This column is about compromise—why it’s chemically impossible to have the solvent you want. In critical cleaning, we want solvents with low surface tension, say less than 15 dynes/cm, so that the liquid can penetrate between particles and the surfaces they are contaminating. In critical cleaning, or any cleaning, we want solvents which dissolve the soils about which we have concern, such as adhesives used in the manufacture of disk drives. The problem is we can’t have both. This column is about why that is so.

A TIME FOR SIMPLICITY
Briefly, one needs intermolecular forces to dissolve soils, and intermolecular forces produce surface tension forces.

THE SCIENCE OF SOLUBILITY
Ideas of Professor Joel Henry Hildebrand (1881-1983, University of California, Berkeley), and the work derived from them, allowed development of a useful system of solubility characterization. Hildebrand’s basic idea was that dissolution (or solubility) occurs when there is an energy match within a fluid.

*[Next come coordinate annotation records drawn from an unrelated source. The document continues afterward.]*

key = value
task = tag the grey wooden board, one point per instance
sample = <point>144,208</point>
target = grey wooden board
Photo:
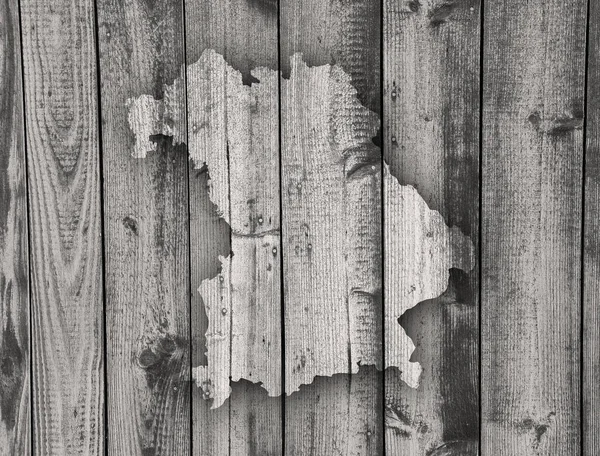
<point>245,34</point>
<point>146,236</point>
<point>591,245</point>
<point>431,142</point>
<point>61,106</point>
<point>533,105</point>
<point>15,417</point>
<point>163,234</point>
<point>338,414</point>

Specifically, the attractive interaction energy of the solvent molecules must approximate the attractive intermolecular energy in the solute (soil). Hildebrand showed that these energy requirements were at a minimum if the solute (soil)and solvent exerted the same forces upon one another.

Hildebrand created a parameter, named after him, which quantifies the level of intermolecular force so that solvents can be matched with soils. Higher values of the Hildebrand Solubility Parameter (HSP) have higher values of intermolecular force—what’s often wanted in cleaning operations.

THE SCIENCE OF SURFACE TENSION
Surface tension is another effect of the intermolecular forces within solvent molecules.

It may seem trivial, but there is no surface tension in the bulk mass of a fluid. It is only at a surface where there is an unbalanced force. At a liquid surface, solvent molecules are pulled inwards by other molecules deeper inside the liquid, and much less so by the molecules in the adjacent medium(vacuum, air, a solid surface, or another liquid).

Molecules at a boundary have fewer neighbors than interior molecules. They exist in a higher state of energy. Minimization of solvent energy, at a given temperature and pressure, means minimization of the number of surface molecules. In otherwords, the thermodynamic state of minimum energy requires a minimum of surface area—the surface with the “smoothest” curvature.

So, solvents with high levels of intermolecular forces have high values surface tension—what’s not wanted in cleaning operations.